第78章 灰色の世界
「あそこには元帥達が向かってんだろ。壊滅だなんだ言ってたが、それなら恐らく───」
「なんもなかったんさ」
ユウの言葉を遮る。
そんな夢話、聞きたくなかったから。
希望なんてあそこには何も残されていなかった。
「あそこには何もなかった。全部消えてた」
それは明らかな"死"だった。
人の命なんて、あそこにはなかった。
「ジジイも元帥も研究員も…なんも、なかった」
座り込んだまま、立てた膝の間に視線を落とす。
握り込んだ両手が微かに震えそうになって、ぐっと強く握った。
……南…
…駄目だ。
考え込むと、浮かんでしまう。
最後に見た南の顔。
"あんま無茶すんなよ?"
"ぁ、うん。ありがとう"
第五研究所の立入禁止の仕切りの間で、入り込めないオレは代わりに手だけ伸ばした。
寝不足でくっきりと浮かんだ目の下の隈に触れれば、少しだけ照れ臭そうにはにかんでいた。
その笑顔が脳裏に焼き付いて消えない。
「…見たのか」
低く静かな声で尋ねられる。
顔を上げて見れば、ユウの眉間に皺はもう寄っていなかった。
「そいつらの最期」
「…見てねぇけど…でも研究所は全部火の海で…」
「じゃあ決め付けんなよ」
決め付けって…あの状態で生存者がいるって思う方が無理だって。
「決め付けも何も、全部消えてたんさ。
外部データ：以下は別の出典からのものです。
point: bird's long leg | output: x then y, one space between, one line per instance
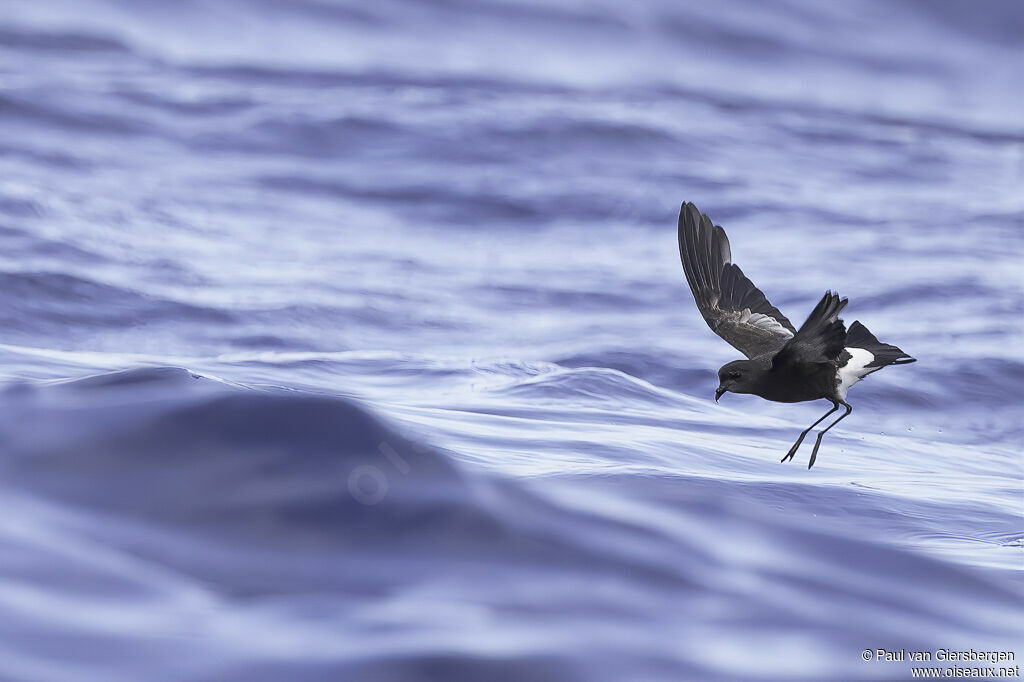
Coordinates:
814 453
796 445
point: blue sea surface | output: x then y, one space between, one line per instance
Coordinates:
348 341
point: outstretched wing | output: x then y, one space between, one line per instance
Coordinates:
731 305
820 339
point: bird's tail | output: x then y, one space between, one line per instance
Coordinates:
885 353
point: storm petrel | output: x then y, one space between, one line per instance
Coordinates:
821 359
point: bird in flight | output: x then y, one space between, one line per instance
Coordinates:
821 359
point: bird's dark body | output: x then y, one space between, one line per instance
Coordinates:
798 384
821 359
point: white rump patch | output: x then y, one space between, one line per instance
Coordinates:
764 322
854 370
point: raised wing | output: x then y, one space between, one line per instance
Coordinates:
821 338
731 305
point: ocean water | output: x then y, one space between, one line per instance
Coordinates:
349 341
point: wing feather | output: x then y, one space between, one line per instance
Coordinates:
821 338
731 305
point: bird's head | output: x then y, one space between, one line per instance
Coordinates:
737 377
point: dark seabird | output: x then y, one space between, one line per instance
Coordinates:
821 359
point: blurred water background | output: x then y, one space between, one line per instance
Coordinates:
348 340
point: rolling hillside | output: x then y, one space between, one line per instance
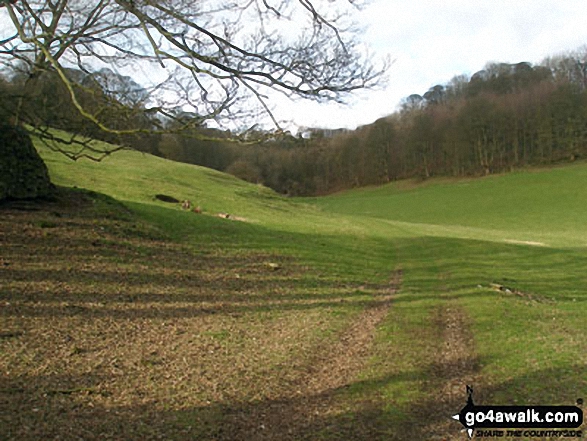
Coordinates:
357 316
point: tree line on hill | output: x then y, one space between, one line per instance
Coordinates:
501 118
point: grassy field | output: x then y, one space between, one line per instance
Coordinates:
356 316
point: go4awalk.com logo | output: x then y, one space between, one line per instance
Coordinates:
521 421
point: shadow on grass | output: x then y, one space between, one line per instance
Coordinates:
73 408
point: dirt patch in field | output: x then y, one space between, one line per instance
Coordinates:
109 331
455 367
312 397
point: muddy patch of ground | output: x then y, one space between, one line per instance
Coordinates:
109 331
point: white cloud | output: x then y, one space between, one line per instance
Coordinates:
432 41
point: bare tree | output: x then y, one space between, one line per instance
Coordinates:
205 57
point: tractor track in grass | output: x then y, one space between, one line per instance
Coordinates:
329 370
455 366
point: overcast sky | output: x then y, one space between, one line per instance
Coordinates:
431 41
全部火の海だった。なんも残っちゃいなかった」
「だからって遺体を見た訳じゃねぇんだろ。見てもねぇのに勝手に殺すな」
きっぱりと言い切るユウの言葉に、思わずカチンとくる。
じゃあユウもあれ見て"生きてる"なんて思えんのかよ。
オレの目の前に広がっていたのは"死"だけ。
その存在すらも薙ぎ払われた、巨大な炎の世界だった。